The closest television approached anything that might pass for reality was Julia and even there you had a nurse supporting herself and a young son while still living above any unmarried mother's means.

But on Saturday September 19, CBS put on a program which changed the face of comedy, if not our own views on everything. It did it through talent and focusing on reality, not the improbable.

When James L. Brooks and Allan Burns (urged by Grant Tinker, Mary Tyler Moore's husband) unveiled their concept for a situation comedy, the CBS brass were less than enthusiastic. In fact, they fought the entire production company staff every step of the way.

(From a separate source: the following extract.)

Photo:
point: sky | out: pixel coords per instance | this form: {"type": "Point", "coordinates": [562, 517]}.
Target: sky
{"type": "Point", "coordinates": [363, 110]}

Mary Richards was single and OVER THIRTY? At the moment, few (if any) television leads were women, never mind single! And, to complicate matters, she was not desperate to get married. Her best friend, Rhoda, was definitely not a WASP. She too was the trifecta of doom - single, over thirty and overweight.

Adding to the network's unhappiness you had to toss in Brooks and Burns other insane ideas - the show would take place in Minneapolis (not New York or LA), the main characters apartment would be in accordance (somewhat)with what a working girls salary could afford, and they would be softly attacking television's sacred cow - the news.

As punishment, CBS put the MARY TYLER MOORE SHOW in their death knoll spot - Saturday night. Remember, this was 1970.